Aquellos que prefieren los espacios abiertos, tienen la opción de recorrer el Gran Mar de Arena del Sahara o en todo caso, si se busca una experiencia más atrevida, las cimas montañosas de la Península del Sinaí o de Jebel Uweinet se transforman en el sitio indicado.
Los aficionados a la ornitología (parte de la zoología que trata de las aves), pueden complementar el turismo con esta singular practica, puesto que las aves siempre han ocupado un lugar preferente en la cultura egipcia, tanto en la esfera sagrada como en la profana. Los dioses con cabeza de halcón y buitre, los espléndidos frisos de los Gansos de Meidum, o el ave Benu con apariencia de garza, son algunos ejemplos que se pueden identificar en numerosas pinturas murales, relieves u objetos.

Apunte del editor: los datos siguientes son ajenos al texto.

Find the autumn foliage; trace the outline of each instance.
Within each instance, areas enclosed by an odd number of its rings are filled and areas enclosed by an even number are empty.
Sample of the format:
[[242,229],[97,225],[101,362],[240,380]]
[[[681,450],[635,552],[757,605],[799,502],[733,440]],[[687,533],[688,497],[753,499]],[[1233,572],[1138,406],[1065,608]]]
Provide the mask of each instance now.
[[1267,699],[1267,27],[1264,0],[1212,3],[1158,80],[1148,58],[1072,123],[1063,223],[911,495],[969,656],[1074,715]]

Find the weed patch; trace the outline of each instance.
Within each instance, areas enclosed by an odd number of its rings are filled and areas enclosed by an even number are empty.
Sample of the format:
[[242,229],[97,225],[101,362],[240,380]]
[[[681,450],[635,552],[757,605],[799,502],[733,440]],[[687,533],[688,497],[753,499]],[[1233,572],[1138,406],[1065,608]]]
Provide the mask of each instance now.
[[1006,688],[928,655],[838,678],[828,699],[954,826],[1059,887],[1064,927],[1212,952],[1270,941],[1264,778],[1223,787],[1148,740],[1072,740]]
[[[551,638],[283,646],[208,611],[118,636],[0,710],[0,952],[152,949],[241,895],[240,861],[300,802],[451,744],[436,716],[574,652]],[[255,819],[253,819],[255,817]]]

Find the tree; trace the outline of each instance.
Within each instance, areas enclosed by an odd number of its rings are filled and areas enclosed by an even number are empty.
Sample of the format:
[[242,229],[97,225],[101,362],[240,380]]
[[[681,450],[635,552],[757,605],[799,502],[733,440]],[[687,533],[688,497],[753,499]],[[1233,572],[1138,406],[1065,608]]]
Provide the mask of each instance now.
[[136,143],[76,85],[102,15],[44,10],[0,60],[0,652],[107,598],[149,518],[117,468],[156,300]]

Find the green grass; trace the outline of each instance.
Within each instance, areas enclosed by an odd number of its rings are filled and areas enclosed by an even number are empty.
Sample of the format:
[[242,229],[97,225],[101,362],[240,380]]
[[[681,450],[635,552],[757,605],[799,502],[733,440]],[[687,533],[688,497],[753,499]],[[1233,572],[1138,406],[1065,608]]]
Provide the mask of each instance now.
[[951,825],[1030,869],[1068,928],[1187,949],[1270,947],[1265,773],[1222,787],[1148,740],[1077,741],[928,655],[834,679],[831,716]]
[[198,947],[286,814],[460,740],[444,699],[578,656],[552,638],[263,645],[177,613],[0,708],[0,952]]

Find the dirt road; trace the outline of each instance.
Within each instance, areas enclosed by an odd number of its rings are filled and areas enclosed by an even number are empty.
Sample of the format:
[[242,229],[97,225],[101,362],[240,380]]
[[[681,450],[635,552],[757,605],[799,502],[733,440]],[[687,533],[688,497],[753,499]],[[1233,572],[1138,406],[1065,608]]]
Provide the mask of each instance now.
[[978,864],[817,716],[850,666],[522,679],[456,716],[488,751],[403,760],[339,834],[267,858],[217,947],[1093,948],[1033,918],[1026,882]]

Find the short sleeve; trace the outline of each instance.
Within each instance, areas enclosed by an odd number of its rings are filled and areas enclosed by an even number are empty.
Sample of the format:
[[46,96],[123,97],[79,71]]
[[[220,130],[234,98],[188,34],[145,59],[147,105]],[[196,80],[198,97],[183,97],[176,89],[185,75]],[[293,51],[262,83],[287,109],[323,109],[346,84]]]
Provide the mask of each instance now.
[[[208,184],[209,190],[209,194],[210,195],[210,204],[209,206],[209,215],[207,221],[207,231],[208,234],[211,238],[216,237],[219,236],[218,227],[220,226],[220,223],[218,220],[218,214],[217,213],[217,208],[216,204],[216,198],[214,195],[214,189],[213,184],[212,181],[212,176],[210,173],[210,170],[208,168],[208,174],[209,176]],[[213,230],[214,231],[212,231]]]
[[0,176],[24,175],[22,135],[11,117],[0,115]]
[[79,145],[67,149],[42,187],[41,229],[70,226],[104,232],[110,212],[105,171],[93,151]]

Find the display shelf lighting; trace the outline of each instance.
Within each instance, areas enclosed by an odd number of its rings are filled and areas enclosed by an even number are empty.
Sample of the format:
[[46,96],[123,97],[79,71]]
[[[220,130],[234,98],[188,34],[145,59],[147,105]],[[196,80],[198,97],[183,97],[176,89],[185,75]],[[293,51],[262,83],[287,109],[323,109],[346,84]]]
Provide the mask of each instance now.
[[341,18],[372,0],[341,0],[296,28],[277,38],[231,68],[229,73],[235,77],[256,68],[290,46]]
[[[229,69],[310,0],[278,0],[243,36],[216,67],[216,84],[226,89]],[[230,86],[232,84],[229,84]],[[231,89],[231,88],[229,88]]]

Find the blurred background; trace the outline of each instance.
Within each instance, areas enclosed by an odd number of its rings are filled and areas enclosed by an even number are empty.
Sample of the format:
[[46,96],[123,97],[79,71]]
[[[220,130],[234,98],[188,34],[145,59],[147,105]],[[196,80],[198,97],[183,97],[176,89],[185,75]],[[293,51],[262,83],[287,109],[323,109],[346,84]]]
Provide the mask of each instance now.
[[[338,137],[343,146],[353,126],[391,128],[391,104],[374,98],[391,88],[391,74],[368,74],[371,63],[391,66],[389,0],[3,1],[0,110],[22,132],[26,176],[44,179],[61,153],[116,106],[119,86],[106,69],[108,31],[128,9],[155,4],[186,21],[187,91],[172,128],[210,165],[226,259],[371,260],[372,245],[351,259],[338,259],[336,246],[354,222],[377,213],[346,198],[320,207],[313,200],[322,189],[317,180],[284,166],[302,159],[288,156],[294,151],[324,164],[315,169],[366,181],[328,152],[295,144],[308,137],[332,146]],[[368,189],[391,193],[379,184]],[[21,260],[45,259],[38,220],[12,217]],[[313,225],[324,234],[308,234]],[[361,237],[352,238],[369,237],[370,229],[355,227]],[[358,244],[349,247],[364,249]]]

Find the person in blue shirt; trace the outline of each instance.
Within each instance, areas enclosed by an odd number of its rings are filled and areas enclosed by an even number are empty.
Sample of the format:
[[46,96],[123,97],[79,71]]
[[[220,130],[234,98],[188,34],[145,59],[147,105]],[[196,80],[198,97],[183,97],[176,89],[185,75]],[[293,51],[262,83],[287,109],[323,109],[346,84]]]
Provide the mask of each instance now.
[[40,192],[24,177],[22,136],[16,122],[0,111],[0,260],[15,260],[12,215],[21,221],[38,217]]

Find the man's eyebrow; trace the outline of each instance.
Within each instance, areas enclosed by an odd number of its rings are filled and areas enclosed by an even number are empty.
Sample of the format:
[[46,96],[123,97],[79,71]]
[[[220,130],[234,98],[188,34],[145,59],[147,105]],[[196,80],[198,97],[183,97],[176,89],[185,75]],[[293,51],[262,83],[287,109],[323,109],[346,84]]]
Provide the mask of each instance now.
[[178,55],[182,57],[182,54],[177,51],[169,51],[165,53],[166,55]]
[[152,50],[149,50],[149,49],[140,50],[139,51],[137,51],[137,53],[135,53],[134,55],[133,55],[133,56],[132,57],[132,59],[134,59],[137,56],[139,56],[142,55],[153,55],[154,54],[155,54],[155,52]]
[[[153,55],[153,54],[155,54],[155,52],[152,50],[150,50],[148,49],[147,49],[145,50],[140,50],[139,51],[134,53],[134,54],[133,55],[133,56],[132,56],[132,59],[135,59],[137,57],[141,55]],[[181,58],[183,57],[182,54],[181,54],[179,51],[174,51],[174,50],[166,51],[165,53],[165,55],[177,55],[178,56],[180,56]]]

Alrededor de 150 especies nativas de aves viven durante todo el año en Egipto y otras 280 migran a las fértiles riberas del Nilo desde sus hogares de invierno.
En conclusión, y gracias a nuevas medidas de protección y conservación del medio ambiente, los parques nacionales de Egipto son una delicia para los observadores de aves, desde las garzas y flamencos del Lago Bardawil hasta los abejarucos de mejillas azules de Wadi Natrun, y desde las aves cantoras del exuberante valle del Nilo hasta las águilas del Parque Nacional Ras Mohammed.
En fin, se trata de una serie de actividades que integran un amplio programa que por supuesto, solo lo podremos realizar si nos atrevemos a habitar en una tienda a orillas del Nilo, bajo la sombra de las pirámides y el cielo nocturno, claro, con el equipo apropiado para esta clase de desafíos. Una experiencia sin igual e inolvidable que vale la pena afrontar.